Chapitre 31 - Perdue

Céleste désirait ardemment dire quelque chose. Elle voulait parler, prononcer des mots compatissants, mais aucun son ne s'échappait de ses lèvres. Elle ne lui annonça pas qu'elle était désolée, car elle savait à quel point ces mots semblaient creux, égoïstes, faux. Suite à la disparition de sa mère, on ne cessait de le lui répéter, et lorsqu'une personne lui adressait ces paroles, la jeune fille n'avait qu'une envie : lui hurler de se taire, lui dire qu'elle savait qu'il s'en moquait éperdument, et que des excuses n'aideraient en rien à retrouver Lise Wonderline. Alors elle se tut, se contentant de se noyer dans les profonds yeux d'Arthur.

Elle posa une main hésitante, tremblante, sur l'épaule du vieillard, qui tressaillit au contact de la peau neuve de la jeune fille. Elle brûlait de l'assaillir de questions, mais elle n'ignorait pas à quel point ce serait cruel de le faire souffrir d'avantage.

— Mais toi, Céleste Wonderline, qui es-tu, toi ?
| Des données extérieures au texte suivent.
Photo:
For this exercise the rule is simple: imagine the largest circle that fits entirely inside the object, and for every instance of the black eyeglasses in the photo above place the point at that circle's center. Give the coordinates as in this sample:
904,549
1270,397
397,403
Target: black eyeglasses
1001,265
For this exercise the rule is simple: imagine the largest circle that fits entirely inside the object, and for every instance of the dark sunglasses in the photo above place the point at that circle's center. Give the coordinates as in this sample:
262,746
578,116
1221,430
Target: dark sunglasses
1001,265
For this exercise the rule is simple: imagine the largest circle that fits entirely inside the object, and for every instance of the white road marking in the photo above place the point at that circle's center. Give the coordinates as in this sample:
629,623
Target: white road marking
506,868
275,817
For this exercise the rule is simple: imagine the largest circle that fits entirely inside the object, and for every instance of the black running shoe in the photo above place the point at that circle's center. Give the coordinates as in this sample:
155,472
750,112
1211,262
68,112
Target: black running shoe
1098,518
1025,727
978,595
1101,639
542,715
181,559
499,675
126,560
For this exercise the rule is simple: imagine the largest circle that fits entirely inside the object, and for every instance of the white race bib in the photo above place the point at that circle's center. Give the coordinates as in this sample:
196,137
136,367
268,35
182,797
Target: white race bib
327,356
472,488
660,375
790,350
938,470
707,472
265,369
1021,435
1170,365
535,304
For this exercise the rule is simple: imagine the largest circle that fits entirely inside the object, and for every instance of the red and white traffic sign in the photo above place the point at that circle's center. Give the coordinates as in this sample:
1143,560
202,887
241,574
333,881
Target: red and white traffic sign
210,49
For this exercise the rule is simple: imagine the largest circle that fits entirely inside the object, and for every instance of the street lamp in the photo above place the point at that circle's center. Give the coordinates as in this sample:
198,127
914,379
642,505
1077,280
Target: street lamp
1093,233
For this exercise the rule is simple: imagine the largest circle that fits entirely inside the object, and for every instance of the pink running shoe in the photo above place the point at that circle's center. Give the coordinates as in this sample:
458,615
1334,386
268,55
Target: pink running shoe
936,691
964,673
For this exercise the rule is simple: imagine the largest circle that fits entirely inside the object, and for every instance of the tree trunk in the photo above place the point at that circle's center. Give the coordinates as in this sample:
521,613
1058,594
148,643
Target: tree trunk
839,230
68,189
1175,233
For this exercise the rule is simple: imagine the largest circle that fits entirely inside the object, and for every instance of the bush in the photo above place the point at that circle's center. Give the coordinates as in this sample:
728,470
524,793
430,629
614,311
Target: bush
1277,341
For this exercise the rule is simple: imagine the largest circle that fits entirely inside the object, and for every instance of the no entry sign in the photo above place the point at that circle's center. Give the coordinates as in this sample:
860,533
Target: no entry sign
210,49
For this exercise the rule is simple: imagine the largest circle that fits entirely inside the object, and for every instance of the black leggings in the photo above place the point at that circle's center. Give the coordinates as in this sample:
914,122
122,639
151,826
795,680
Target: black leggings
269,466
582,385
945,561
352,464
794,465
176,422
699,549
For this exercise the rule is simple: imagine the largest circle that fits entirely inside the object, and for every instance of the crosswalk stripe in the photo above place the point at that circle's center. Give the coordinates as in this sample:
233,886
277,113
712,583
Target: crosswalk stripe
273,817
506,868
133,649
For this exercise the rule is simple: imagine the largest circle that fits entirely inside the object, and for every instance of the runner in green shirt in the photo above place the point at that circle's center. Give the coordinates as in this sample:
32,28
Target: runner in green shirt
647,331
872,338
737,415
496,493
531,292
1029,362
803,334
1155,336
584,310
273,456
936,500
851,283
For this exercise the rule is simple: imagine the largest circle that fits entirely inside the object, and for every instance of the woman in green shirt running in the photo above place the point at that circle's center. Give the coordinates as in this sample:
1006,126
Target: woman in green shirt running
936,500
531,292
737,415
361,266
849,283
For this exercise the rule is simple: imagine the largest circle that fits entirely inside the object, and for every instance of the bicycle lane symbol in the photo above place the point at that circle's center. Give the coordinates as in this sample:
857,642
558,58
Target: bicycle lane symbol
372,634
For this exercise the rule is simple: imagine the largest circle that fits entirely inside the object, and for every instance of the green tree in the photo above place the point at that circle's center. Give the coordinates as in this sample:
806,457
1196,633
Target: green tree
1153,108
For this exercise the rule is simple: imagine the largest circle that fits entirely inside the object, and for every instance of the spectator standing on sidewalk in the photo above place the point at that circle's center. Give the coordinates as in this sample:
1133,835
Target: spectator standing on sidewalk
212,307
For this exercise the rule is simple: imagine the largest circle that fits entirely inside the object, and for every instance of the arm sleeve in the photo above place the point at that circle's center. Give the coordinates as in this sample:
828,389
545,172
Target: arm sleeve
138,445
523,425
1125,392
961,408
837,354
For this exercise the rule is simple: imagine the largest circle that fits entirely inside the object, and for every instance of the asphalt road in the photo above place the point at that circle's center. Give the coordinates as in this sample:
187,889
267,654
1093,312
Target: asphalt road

Céleste sursauta en entendant la voix du vieil homme. Elle tourna vers lui ses yeux gris, brillants, mais refusant de laisser percer ses larmes.

— Je ne sais pas, dit-elle enfin, avec une franchise étonnante envers un homme qu'elle connaissait à peine mais vers qui elle avait adressé une soudaine confiance aveugle et dont l'origine lui était méconnue. J'ai toujours cru savoir qui j'étais, mais j'avais tort. Je ne me connaissais pas et ne me connaîtrais sûrement jamais. Je n'ai jamais été franche avec moi-même.

— Pourquoi ?

— Parce que ma vie se résume à un ignoble mensonge. Parce que j'ignore en qui je peux avoir confiance. Parce que mon père est un démon, un traitre, un tyran, un meurtrier. Parce que ma sœur jumelle est séquestrée avec mon père adoptif. Parce que ma mère n'est plus rien d'autre qu'une statue de pierre. Parce que j'ignore quel rôle je suis censée jouer dans un monde où l'on m'a imposé ma place. Parce que je n'ai de place nulle part dans cet univers corrompu, cet univers sans queue ni tête que je comprends moins de jour en jour. Je ne sais pas qui je suis, je n'ai qu'un unique nom. Mais que signifie un nom s'il n'est rattaché à aucune personnalité ?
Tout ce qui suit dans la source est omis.